This processor tokenizes (splits in words) a text column.
Example use case¶
You want to perform statistics on the words used in a product catalog or query log. Tokenization allows you to handle words separately.
The tokenizer offers several output modes:
Convert to array: An array (JSON-formatted) containing the words is generated, either in the input column or in another column. This mode is most useful if you intend to perform some custom processing and need to retain the structure of the original text.
One token per row: in this mode, for each token, a new row is generated. The row contains a copy of all other columns in the original row. This mode is most useful if you intend to group by word afterwards.
One token per column: in this mode, a new column is generated for each token. For example, if a column contains 4 words, and you use ‘out_’ as prefix, columns ‘out_0’, ‘out_1’, ‘out_2’ and ‘out_3’ will be generated.

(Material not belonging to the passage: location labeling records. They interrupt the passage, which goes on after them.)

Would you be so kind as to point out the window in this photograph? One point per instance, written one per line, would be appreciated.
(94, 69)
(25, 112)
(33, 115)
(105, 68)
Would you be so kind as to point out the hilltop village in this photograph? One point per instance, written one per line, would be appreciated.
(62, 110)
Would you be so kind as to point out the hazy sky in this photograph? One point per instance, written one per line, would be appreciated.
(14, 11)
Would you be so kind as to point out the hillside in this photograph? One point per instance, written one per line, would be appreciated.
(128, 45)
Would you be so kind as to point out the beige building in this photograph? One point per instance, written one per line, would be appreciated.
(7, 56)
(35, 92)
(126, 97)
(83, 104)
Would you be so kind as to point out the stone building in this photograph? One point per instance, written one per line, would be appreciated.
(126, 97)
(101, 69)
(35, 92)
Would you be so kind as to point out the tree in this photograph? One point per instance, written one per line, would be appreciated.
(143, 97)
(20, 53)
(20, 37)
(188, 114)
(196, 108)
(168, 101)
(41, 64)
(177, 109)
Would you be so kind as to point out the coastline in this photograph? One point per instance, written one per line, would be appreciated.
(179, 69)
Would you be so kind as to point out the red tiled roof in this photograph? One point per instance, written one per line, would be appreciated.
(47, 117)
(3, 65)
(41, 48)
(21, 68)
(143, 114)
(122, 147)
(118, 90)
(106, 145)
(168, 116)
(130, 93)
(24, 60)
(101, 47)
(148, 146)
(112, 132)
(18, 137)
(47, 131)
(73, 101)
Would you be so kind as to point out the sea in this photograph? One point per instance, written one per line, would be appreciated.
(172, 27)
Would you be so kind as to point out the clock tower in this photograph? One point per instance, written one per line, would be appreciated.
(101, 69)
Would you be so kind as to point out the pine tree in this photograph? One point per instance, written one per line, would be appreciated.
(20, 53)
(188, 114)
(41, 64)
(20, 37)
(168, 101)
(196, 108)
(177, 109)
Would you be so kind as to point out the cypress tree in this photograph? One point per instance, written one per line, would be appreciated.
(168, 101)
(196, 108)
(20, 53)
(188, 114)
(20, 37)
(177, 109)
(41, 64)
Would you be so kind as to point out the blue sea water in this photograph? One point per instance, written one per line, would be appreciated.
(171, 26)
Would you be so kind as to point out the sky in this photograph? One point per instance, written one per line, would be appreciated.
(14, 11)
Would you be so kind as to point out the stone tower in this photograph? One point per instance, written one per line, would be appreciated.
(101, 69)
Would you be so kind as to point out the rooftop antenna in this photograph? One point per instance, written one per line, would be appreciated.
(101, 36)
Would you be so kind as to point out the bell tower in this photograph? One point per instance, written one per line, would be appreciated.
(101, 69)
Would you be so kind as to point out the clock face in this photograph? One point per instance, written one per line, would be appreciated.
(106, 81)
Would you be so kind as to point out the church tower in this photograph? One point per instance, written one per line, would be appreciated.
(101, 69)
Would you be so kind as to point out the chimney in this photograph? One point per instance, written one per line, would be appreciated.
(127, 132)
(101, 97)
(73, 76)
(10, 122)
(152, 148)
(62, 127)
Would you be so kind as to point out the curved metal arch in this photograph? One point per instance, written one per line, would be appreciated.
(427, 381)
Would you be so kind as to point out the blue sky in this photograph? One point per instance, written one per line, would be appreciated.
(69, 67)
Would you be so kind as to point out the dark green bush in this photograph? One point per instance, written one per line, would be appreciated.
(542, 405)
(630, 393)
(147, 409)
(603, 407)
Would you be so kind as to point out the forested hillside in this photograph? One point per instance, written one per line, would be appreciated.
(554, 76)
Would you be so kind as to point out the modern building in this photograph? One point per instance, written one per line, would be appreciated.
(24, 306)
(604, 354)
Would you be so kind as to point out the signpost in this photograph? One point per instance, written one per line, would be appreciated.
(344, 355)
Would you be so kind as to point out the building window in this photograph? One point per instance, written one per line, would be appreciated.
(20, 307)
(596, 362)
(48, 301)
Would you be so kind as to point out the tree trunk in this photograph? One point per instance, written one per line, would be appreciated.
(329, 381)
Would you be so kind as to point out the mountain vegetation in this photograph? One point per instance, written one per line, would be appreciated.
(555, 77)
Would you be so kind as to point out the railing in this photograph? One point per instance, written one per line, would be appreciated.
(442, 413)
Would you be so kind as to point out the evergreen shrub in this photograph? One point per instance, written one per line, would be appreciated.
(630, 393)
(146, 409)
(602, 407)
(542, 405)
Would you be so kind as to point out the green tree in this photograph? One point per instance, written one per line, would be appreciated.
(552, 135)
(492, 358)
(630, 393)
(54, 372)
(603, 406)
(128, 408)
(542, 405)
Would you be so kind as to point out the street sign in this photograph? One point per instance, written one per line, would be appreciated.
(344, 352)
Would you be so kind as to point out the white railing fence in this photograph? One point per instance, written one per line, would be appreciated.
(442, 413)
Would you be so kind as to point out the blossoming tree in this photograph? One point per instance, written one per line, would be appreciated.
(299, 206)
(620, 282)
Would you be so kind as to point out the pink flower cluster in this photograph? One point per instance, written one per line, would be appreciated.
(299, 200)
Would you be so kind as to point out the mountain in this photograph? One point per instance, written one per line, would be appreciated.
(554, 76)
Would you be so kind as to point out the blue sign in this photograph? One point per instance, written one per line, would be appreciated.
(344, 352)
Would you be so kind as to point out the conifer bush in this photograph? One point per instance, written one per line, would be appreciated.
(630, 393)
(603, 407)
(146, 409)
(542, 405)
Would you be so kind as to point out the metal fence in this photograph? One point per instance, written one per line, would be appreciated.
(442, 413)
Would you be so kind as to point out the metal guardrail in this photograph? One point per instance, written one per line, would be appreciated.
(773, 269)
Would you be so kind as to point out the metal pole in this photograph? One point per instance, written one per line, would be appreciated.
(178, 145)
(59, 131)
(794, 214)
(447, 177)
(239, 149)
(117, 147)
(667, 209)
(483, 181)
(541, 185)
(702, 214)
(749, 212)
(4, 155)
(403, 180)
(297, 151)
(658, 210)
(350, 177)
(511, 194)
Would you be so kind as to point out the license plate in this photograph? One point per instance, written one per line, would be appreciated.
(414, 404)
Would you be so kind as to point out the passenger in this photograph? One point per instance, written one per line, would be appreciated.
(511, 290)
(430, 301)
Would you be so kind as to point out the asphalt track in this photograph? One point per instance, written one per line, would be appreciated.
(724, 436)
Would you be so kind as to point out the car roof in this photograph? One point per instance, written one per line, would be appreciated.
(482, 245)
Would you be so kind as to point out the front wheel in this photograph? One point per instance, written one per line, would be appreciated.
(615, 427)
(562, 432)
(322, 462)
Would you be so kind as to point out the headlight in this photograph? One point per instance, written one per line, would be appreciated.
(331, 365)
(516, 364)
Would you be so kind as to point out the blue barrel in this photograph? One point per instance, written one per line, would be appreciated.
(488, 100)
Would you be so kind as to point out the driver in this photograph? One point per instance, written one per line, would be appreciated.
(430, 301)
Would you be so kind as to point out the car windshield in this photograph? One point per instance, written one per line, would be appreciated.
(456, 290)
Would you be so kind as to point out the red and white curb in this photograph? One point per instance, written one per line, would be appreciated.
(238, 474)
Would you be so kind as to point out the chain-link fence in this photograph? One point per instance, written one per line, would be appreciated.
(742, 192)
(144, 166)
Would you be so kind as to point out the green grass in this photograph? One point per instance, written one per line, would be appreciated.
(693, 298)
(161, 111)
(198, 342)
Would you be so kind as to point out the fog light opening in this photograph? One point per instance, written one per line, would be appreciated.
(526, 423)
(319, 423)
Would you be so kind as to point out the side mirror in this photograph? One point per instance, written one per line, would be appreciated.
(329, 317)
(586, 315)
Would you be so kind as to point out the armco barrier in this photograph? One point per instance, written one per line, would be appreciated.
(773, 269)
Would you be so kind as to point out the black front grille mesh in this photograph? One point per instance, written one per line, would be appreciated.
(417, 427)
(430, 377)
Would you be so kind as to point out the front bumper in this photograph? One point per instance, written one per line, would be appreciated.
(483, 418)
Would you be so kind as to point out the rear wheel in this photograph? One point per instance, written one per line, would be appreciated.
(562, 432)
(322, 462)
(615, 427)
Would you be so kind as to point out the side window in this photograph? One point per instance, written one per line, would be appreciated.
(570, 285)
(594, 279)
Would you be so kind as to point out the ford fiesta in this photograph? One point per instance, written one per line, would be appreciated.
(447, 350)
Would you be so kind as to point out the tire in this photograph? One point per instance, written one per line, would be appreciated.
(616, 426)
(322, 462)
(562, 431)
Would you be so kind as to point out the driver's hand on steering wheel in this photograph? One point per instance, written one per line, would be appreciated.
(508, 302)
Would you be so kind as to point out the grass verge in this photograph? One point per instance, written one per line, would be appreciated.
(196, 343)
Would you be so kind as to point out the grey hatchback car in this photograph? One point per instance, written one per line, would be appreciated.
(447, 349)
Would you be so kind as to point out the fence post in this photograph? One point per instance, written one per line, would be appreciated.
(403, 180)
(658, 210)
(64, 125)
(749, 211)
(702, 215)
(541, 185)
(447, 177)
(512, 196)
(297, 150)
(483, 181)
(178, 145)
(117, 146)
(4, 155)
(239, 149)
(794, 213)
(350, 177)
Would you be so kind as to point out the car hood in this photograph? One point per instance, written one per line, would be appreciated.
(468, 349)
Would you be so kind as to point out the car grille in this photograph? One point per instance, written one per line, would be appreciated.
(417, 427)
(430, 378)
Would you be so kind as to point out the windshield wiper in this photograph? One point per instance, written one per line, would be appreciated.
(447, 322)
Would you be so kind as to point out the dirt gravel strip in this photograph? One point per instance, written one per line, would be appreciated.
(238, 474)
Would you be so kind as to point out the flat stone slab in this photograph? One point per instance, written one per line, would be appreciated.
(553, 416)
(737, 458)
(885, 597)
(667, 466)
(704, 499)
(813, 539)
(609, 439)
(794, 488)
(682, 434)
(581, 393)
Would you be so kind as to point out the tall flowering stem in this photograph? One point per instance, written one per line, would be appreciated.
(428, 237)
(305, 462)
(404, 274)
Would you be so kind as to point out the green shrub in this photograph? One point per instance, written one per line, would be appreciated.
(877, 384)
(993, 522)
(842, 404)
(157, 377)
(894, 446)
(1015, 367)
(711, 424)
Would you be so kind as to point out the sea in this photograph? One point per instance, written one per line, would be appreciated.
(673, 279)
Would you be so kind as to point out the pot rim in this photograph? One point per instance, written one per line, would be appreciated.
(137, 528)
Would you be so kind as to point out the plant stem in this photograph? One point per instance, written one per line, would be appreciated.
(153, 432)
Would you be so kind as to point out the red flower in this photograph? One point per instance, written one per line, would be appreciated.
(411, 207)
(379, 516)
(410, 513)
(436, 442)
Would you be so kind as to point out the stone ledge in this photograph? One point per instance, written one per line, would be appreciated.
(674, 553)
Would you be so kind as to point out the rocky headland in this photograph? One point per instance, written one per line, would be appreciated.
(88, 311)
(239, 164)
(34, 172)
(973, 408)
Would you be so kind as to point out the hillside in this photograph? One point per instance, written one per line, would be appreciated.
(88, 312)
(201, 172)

Very often, you’ll want to simplify the text to remove some variance in your text corpus. This processor offers several possible simplifications on the text to tokenize.
Normalize text: transforms to lowercase, removes accents and performs Unicode normalization (Café -> cafe)
Clear stop words: remove so-called ‘stop words’ (the, I, a, of, …). This transformation is language-specific and requires you to enter the language of your column.
Stem words: transforms each word into its ‘stem’, ie its grammatical root. For example, ‘grammatical’ is transformed to ‘grammat’. This transformation is language-specific and requires you to enter the language of your column.
Sort words alphabetically: sorts all words of the text. For example, ‘the small dog’ is transformed to ‘dog small the’. This allows you to match together strings that are written with the same words in a different order.